Machine learning for 3D shaped morphable materials

A research team from the Harvard John A. Paulson School of Engineering and Applied Sciences (SEAS) have developed a platform that utilises machine learning to program the transformation of 2D stretchable surfaces into specific 3D shapes.

Flat materials that can morph into 3D shapes

Flat materials that can morph into 3D shapes have potential applications in architecture, medicine, robotics, space travel, and much more. But programming these shapes has been a challenge for scientists, as changes require complex and time-consuming computations.

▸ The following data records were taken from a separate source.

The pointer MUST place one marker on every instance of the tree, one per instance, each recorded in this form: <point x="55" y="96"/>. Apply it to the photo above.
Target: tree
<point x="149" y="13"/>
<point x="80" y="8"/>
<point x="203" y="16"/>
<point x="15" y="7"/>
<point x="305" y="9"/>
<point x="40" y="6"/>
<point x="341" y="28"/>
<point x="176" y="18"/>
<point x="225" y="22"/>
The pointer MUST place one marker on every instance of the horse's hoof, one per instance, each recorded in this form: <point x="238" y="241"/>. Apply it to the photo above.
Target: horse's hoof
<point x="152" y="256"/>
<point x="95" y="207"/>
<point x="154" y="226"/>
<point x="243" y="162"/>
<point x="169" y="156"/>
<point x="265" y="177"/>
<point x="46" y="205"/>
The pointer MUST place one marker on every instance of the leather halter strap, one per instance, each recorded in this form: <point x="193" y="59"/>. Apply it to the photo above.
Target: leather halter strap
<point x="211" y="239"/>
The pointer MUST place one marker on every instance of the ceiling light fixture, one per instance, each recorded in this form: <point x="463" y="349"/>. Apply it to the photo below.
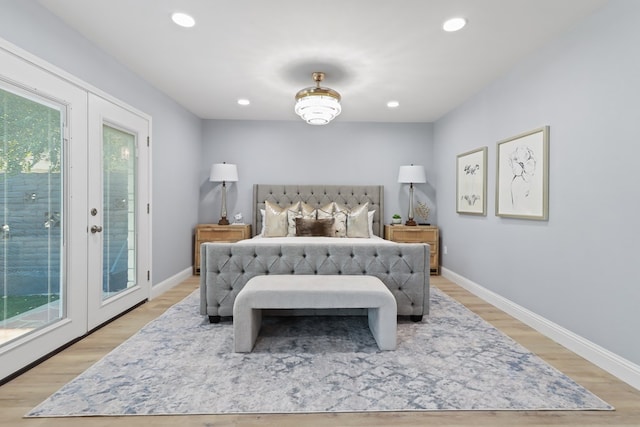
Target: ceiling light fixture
<point x="183" y="19"/>
<point x="318" y="105"/>
<point x="454" y="24"/>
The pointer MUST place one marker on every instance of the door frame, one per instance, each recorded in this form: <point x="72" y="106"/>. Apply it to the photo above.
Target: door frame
<point x="104" y="112"/>
<point x="32" y="73"/>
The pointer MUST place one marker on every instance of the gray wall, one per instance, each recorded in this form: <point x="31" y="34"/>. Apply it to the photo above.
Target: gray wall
<point x="297" y="153"/>
<point x="579" y="268"/>
<point x="176" y="132"/>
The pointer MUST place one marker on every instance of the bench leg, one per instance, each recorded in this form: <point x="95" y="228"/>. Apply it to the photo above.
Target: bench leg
<point x="246" y="326"/>
<point x="383" y="325"/>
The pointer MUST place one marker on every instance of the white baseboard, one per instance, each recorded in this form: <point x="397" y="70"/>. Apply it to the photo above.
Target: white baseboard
<point x="618" y="366"/>
<point x="165" y="285"/>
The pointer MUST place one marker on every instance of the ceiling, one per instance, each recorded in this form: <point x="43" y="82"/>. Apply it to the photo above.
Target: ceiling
<point x="372" y="51"/>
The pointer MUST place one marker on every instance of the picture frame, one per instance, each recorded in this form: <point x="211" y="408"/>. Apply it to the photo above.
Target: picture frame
<point x="471" y="182"/>
<point x="522" y="176"/>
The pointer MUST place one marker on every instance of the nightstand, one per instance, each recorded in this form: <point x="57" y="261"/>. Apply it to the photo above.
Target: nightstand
<point x="217" y="233"/>
<point x="417" y="234"/>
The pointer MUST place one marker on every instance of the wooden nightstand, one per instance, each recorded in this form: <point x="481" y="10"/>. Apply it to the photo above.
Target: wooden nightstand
<point x="217" y="233"/>
<point x="417" y="234"/>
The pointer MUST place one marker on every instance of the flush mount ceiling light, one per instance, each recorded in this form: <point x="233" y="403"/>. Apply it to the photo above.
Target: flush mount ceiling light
<point x="183" y="19"/>
<point x="454" y="24"/>
<point x="318" y="105"/>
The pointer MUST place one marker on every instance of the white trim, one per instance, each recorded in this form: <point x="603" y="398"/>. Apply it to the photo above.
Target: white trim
<point x="618" y="366"/>
<point x="64" y="75"/>
<point x="165" y="285"/>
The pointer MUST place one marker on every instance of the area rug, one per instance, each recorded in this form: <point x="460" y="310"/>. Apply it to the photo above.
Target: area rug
<point x="182" y="364"/>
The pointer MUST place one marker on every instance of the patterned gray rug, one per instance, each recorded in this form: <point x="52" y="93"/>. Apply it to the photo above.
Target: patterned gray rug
<point x="181" y="364"/>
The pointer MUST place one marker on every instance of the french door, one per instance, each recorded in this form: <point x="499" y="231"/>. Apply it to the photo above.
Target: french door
<point x="117" y="216"/>
<point x="75" y="244"/>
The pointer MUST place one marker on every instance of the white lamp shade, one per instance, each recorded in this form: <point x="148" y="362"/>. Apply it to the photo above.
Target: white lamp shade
<point x="223" y="172"/>
<point x="412" y="174"/>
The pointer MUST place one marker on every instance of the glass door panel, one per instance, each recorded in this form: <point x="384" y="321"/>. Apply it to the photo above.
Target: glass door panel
<point x="118" y="218"/>
<point x="119" y="211"/>
<point x="32" y="288"/>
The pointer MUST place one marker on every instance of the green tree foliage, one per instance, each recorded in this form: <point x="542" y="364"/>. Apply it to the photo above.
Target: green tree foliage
<point x="30" y="131"/>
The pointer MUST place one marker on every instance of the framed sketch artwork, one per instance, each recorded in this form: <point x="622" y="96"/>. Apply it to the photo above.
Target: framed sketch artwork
<point x="522" y="176"/>
<point x="471" y="182"/>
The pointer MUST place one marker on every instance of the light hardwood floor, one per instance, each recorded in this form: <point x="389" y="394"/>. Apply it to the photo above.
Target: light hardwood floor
<point x="17" y="397"/>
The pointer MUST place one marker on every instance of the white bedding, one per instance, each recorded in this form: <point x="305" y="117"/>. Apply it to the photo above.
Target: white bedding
<point x="258" y="240"/>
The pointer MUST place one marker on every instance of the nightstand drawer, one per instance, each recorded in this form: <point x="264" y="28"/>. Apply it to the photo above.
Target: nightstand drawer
<point x="232" y="234"/>
<point x="417" y="234"/>
<point x="217" y="233"/>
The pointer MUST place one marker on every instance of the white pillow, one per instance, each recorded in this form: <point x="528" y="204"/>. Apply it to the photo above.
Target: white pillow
<point x="276" y="224"/>
<point x="358" y="221"/>
<point x="306" y="211"/>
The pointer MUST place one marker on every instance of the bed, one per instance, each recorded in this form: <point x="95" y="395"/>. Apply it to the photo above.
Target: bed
<point x="402" y="267"/>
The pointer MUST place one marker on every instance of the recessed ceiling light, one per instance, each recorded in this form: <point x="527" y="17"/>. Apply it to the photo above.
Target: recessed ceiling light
<point x="454" y="24"/>
<point x="183" y="19"/>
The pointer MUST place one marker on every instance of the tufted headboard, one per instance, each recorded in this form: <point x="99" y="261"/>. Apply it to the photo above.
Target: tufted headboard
<point x="318" y="196"/>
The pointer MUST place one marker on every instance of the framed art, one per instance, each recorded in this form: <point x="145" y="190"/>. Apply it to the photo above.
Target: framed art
<point x="522" y="176"/>
<point x="471" y="182"/>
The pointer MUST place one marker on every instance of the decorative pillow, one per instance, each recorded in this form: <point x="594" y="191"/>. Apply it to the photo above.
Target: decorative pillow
<point x="314" y="227"/>
<point x="275" y="219"/>
<point x="358" y="221"/>
<point x="326" y="211"/>
<point x="305" y="211"/>
<point x="371" y="213"/>
<point x="339" y="214"/>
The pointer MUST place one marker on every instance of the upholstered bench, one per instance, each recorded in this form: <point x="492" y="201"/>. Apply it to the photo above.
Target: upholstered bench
<point x="313" y="292"/>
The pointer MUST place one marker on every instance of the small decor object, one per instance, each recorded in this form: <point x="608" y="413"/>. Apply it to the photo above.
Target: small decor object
<point x="237" y="219"/>
<point x="412" y="174"/>
<point x="423" y="211"/>
<point x="223" y="172"/>
<point x="471" y="182"/>
<point x="522" y="176"/>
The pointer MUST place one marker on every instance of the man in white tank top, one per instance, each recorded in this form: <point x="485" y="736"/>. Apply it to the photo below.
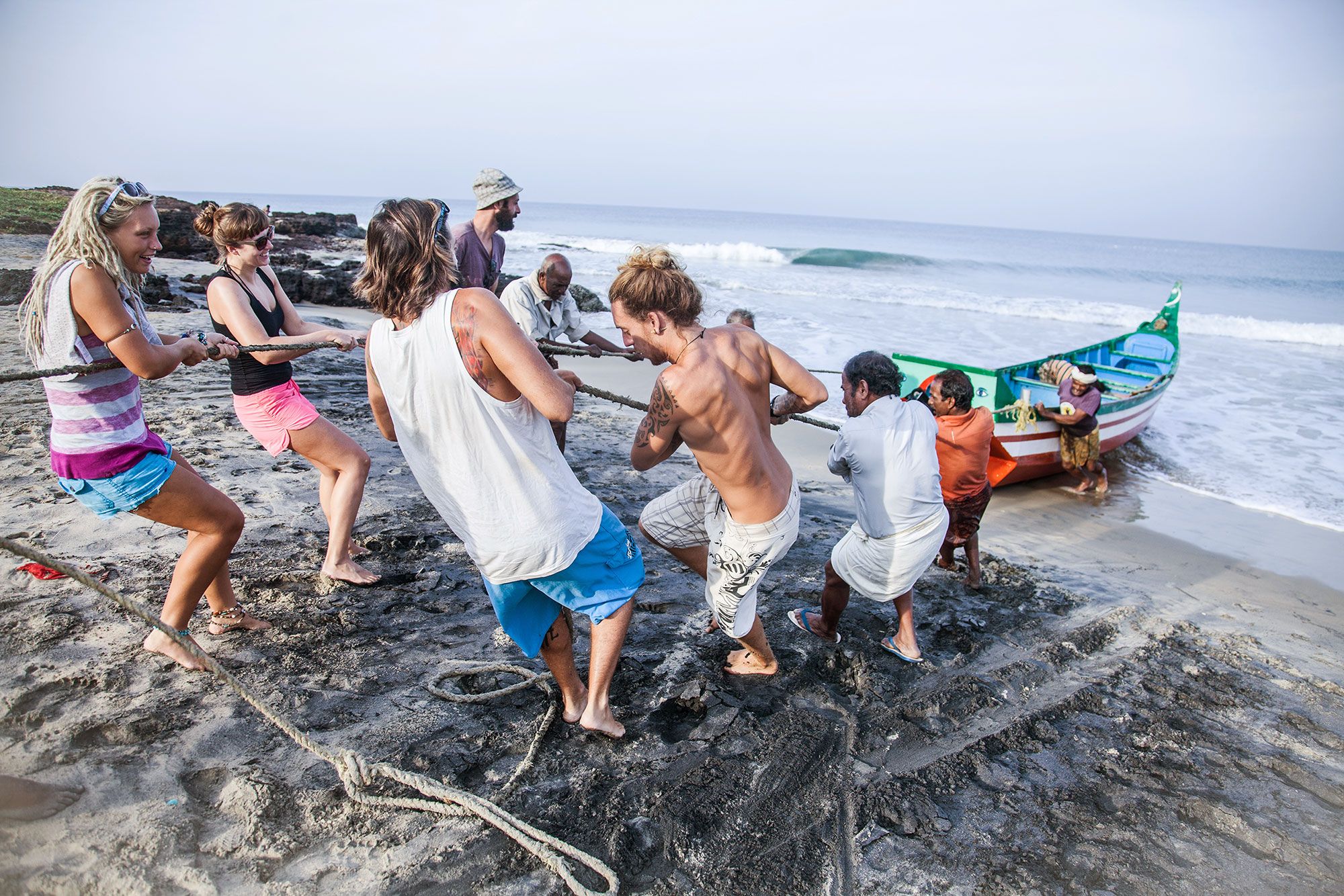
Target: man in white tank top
<point x="470" y="400"/>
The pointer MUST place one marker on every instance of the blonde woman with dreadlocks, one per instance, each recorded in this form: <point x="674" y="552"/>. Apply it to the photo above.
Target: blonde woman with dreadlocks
<point x="85" y="307"/>
<point x="248" y="304"/>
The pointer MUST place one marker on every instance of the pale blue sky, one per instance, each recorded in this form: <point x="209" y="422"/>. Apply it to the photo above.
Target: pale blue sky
<point x="1208" y="122"/>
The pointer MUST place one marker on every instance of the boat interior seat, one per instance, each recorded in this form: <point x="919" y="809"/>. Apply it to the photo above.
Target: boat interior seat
<point x="1146" y="347"/>
<point x="1127" y="371"/>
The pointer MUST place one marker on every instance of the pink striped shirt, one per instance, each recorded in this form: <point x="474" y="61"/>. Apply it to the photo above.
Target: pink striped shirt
<point x="97" y="421"/>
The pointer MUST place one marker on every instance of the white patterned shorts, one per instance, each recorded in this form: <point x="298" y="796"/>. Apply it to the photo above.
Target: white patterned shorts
<point x="694" y="515"/>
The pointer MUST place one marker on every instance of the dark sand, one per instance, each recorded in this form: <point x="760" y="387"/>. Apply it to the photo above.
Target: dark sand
<point x="1118" y="711"/>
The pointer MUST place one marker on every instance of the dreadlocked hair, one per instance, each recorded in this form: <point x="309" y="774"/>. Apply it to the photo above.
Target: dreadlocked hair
<point x="83" y="234"/>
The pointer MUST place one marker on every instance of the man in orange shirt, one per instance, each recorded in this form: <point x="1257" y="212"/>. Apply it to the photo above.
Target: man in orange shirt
<point x="964" y="436"/>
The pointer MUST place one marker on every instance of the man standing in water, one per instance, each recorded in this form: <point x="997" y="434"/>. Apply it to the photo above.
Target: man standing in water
<point x="497" y="208"/>
<point x="741" y="514"/>
<point x="1080" y="436"/>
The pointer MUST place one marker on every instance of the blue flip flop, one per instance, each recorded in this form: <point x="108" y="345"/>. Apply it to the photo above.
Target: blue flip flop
<point x="800" y="619"/>
<point x="890" y="647"/>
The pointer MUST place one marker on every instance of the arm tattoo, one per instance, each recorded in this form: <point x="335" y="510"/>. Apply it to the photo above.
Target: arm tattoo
<point x="464" y="334"/>
<point x="662" y="408"/>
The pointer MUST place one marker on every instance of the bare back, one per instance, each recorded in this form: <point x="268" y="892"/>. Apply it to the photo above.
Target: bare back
<point x="718" y="400"/>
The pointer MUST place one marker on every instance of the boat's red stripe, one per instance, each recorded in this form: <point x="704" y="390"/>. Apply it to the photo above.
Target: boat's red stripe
<point x="1053" y="435"/>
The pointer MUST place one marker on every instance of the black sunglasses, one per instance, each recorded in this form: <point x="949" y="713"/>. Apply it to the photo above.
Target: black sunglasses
<point x="123" y="187"/>
<point x="439" y="222"/>
<point x="265" y="238"/>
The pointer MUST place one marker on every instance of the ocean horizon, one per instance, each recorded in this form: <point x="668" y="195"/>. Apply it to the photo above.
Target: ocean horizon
<point x="1257" y="323"/>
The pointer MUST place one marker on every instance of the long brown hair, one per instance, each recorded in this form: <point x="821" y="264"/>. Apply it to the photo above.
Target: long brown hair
<point x="408" y="263"/>
<point x="230" y="225"/>
<point x="654" y="280"/>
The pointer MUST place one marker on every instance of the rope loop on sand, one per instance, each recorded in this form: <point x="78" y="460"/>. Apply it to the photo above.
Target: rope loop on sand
<point x="530" y="679"/>
<point x="355" y="772"/>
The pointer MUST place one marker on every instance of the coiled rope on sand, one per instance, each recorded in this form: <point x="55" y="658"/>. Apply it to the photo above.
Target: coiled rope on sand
<point x="358" y="773"/>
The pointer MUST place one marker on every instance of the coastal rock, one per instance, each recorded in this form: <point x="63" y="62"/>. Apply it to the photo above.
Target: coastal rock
<point x="321" y="285"/>
<point x="317" y="225"/>
<point x="587" y="299"/>
<point x="14" y="285"/>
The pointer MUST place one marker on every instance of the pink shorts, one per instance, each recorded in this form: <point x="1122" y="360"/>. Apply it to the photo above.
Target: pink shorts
<point x="271" y="414"/>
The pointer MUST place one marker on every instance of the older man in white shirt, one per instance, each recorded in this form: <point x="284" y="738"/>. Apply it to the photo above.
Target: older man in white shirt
<point x="888" y="452"/>
<point x="542" y="306"/>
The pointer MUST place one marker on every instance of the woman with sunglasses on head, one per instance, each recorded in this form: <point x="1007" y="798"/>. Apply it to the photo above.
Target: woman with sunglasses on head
<point x="85" y="307"/>
<point x="248" y="304"/>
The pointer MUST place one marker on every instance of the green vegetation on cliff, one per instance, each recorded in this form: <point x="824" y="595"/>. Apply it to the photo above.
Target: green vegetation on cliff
<point x="32" y="212"/>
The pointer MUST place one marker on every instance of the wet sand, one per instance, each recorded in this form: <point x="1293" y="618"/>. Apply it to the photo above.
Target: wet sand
<point x="1119" y="711"/>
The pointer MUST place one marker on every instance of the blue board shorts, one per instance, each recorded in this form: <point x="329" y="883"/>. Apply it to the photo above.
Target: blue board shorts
<point x="127" y="491"/>
<point x="601" y="580"/>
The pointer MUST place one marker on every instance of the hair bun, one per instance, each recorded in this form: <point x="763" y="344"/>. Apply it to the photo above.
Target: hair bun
<point x="653" y="259"/>
<point x="205" y="222"/>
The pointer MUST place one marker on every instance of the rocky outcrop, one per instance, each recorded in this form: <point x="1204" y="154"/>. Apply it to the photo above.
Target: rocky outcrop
<point x="14" y="285"/>
<point x="317" y="225"/>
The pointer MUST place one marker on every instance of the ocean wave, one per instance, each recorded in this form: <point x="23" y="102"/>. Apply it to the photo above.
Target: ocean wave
<point x="855" y="259"/>
<point x="1128" y="316"/>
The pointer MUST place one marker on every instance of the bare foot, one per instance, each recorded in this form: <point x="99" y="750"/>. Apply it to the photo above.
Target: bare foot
<point x="600" y="721"/>
<point x="575" y="709"/>
<point x="159" y="643"/>
<point x="908" y="652"/>
<point x="744" y="663"/>
<point x="236" y="620"/>
<point x="349" y="572"/>
<point x="24" y="800"/>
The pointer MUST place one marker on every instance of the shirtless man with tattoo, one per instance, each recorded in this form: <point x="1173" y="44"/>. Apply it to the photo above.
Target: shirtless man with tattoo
<point x="470" y="400"/>
<point x="741" y="514"/>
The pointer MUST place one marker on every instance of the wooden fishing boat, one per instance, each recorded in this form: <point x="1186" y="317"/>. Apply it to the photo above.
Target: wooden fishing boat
<point x="1138" y="369"/>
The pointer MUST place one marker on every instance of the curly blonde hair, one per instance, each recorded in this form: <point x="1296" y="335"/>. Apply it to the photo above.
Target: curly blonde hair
<point x="408" y="261"/>
<point x="83" y="234"/>
<point x="653" y="280"/>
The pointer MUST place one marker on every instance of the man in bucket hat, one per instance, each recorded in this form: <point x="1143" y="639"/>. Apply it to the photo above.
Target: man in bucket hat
<point x="497" y="208"/>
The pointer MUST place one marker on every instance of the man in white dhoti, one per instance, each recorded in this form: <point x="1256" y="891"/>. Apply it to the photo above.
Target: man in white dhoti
<point x="888" y="452"/>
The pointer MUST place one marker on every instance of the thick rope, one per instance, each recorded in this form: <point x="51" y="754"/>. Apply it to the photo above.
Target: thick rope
<point x="112" y="363"/>
<point x="355" y="772"/>
<point x="460" y="668"/>
<point x="642" y="406"/>
<point x="1022" y="413"/>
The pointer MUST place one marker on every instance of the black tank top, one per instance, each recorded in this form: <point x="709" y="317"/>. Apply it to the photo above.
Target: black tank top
<point x="248" y="377"/>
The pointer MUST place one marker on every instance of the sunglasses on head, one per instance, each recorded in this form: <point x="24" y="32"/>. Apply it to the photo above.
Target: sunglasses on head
<point x="135" y="189"/>
<point x="439" y="222"/>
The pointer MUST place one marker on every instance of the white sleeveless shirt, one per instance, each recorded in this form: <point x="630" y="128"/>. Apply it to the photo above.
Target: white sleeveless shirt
<point x="490" y="468"/>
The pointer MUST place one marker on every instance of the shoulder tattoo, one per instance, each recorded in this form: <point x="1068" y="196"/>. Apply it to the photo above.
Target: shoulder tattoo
<point x="662" y="406"/>
<point x="464" y="334"/>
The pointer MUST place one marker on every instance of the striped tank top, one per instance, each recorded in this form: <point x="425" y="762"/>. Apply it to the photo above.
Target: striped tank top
<point x="97" y="421"/>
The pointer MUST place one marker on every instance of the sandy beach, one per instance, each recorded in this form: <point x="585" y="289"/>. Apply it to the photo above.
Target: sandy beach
<point x="1127" y="707"/>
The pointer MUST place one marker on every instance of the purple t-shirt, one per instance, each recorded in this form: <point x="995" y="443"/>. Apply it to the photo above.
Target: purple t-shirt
<point x="476" y="267"/>
<point x="1087" y="404"/>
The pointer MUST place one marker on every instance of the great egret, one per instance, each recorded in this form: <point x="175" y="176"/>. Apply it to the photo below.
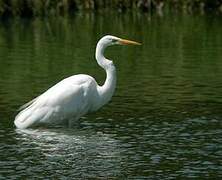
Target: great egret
<point x="74" y="96"/>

Katia Bertoldi, senior author of the study and the William and Ami Kuan Danoff Professor of Applied Mechanics at SEAS, explained: “While machine learning methods have been classically employed for image recognition and language processing, they have also recently emerged as powerful tools to solve mechanics problems.

“In this work we demonstrate that these tools can be extended to study the mechanics of transformable, inflatable systems.”

The study

The research team began by dividing an inflatable membrane into a 10×10 grid of 100 square pixels that can either be soft or stiff. The soft or stiff pixels can be combined in an almost infinite variety of configurations, making manual programming extremely difficult. Which is where machine learning is considered beneficial in the construction of the 3D shapes.

Bertoldi and her team used what is known as ‘finite element simulations’ to sample this infinite design space. Then neural networks used that sample to learn how the location of soft and stiff pixels controls the deformation of the membrane when it is pressurised.

“Once the machine learning model was trained, we came up with an arbitrary 3D shape and passed it to the model,” commented Elia Forte, first author of the paper, and a former postdoctoral fellow at SEAS. “The neural network then outputs the membrane design and the pressure at which we should inflate such membrane to obtain the desired 3D shape.”

The research team used this new design method to build and test a device for mechanotherapy that can stimulate tissue around a scar to enhance healing and reduce recovery time. The research has revealed how this technology can be utilised to design morphable surfaces at multiple scales for applications from medical devices to architecture.

“This platform has potential to quickly and effectively design patient-specific devices for mechanotherapy and beyond. Before this research, we didn’t know how to use machine learning to unravel nonlinear mappings in inflatable systems, but it turns out that they are very powerful for these purposes.

“Machine learning could push the boundaries of currently known design strategies and allow us to design and build fully reconfigurable shape-morphing material,” Forte concluded.